Suriye ile ilgili ilk işaret, Cumhurbaşkanı Yardımcısı Albülhalim Haddam’ın Aralık 2005’te Paris’e kaçması ve muhalefet bayrağını açması oldu. Suriye’deki ayaklanma Tunus ve Mısır’daki hareketlere göre zamanlanmış ve koordine edilmişti. Wikileaks belgelerinde ABD’nin 2006-2011 döneminde yani ayaklanma başlamadan beş yıl önceden beri Suriye’deki muhalif grupları finanse ettiği ve silahlandırdığı yer almakta idi. 2011 yılında Tunus, Mısır, Libya ve Yemen’de ayaklanmalar başladığında CIA, Suriye’de çoktan yerini almıştı. ABD Dışişleri Bakanlığı ve NED, 2006 yılından beri Suriye’deki muhalif grupları fonları ile destekliyordu. Ortada gene Batı tarafından eğitilmiş ve donatılmış İslamcılar vardı. Bunların bir kısmı Libya’dan gelip, Suriye’ye geçti.

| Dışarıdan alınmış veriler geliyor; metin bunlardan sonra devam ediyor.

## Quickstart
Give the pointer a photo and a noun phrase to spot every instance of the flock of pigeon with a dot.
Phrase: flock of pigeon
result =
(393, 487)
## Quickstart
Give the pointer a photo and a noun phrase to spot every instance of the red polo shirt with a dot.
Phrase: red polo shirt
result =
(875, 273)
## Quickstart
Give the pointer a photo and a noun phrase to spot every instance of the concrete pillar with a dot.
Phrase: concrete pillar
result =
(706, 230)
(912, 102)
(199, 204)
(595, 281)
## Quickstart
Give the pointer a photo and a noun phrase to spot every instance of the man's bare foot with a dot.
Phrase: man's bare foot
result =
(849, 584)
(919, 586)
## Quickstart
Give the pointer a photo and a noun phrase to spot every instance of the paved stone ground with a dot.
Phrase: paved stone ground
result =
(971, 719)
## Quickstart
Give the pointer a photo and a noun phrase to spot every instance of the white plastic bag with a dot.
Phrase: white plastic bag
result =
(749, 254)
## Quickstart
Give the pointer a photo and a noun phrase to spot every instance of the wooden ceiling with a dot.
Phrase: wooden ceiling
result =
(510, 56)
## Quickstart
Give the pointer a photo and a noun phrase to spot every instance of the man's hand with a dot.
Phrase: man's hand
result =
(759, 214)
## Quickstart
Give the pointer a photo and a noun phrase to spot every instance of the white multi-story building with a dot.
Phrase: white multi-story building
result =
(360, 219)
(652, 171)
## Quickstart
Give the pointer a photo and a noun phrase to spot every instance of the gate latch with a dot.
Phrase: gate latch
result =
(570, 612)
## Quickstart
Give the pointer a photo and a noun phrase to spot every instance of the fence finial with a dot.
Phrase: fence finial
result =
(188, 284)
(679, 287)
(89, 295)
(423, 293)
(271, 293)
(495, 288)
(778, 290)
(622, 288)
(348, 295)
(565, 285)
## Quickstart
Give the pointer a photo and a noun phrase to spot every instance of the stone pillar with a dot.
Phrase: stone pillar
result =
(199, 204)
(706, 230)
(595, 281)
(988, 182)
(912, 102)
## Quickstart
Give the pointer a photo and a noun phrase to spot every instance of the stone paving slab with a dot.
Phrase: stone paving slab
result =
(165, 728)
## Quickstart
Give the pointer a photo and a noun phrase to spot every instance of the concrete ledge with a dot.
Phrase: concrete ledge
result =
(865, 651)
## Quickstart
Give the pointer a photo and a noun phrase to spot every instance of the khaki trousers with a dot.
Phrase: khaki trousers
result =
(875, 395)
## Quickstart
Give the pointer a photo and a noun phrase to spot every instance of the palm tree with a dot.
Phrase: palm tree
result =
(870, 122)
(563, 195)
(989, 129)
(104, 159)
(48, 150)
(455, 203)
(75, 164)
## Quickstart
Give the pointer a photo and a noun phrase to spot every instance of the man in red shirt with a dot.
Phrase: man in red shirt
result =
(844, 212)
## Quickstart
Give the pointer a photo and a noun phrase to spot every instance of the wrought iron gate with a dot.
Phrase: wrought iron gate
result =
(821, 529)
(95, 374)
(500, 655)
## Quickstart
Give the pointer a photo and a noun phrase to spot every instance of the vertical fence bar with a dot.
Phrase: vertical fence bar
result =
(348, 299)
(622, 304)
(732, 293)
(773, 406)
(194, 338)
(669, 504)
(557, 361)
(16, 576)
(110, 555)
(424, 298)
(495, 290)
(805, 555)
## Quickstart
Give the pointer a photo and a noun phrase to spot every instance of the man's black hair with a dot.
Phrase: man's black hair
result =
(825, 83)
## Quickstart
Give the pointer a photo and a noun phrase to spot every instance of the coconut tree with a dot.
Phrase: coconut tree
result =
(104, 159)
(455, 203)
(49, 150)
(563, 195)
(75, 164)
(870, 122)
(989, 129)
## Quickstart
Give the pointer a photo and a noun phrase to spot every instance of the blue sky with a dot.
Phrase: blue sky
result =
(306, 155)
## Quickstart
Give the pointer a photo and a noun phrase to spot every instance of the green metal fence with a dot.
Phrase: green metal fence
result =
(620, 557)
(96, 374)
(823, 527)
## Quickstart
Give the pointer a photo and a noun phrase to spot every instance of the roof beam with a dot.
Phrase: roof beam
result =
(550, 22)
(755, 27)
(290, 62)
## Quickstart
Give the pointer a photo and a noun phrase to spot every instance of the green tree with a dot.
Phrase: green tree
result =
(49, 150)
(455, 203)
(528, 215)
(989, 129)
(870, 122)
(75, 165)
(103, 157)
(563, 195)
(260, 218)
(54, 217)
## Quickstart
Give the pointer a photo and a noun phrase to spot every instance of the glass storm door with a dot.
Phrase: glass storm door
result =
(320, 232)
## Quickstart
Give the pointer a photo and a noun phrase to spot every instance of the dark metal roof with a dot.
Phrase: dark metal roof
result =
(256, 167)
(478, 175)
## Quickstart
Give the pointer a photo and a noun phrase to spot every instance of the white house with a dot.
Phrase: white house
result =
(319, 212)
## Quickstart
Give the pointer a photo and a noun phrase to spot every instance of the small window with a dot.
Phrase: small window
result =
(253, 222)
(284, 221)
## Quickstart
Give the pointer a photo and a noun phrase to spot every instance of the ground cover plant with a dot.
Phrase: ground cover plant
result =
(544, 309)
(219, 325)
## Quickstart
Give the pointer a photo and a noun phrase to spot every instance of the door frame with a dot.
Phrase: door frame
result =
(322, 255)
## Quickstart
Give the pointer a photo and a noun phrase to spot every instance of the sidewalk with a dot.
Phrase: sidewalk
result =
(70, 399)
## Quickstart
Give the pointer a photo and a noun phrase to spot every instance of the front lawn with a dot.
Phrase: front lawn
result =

Suriye’de İç Savaş (2011-2024)

ABD büyükelçisi Robert Ford’un Hama’da işareti vermesi ile Libya’dan gelip Türkiye üzerinden Suriye’ye geçen cihatçılar Esat’ın askerlerine ateş edince, tüm Batı medyası “rejim sivillere saldırıyor” propagandasına başladı. Arap Baharı protestoları devam ederken CIA ve MI6, Selefi cihatçıları Esat’la savaş için eğitmiş ve donatmıştı. Müslüman Kardeşler kökenli militanlar, bu sefer 2011’de Hama’da ayaklanma ile iktidarı ele geçirme savaşında ABD ve bölge ülkelerinin vasıtası oldular. İç savaş başlatılınca aynı kriz yönetimi uygulandı; İngiliz, Fransız ve ABD özel kuvvetler Şam ve Halep’te örtülü operasyonlara başladılar. Operasyonlar İskenderun Körfezindeki NATO gemilerinden yönetildi. Afganistan, Bosna, Çeçenistan, Libya ve diğer ülkelerden cihatçılar sahaya taşındı. CIA ve diğer istihbarat örgütleri Esat’ı bir an önce devirmek, çatı muhalif örgüt olan Özgür Suriye Ordusu’na (ÖSO) yeni cihatçı bulmak için seferber olmuşlardı. İlk beş yıl içinde yaklaşık 80 ülkeden sayısı 100 bini bulan terörist Suriye’ye geçti. Lübnan’daki Hizbullah ve İran ile bağlantılı güçler iç savaşa Esat yanında dâhil oldu.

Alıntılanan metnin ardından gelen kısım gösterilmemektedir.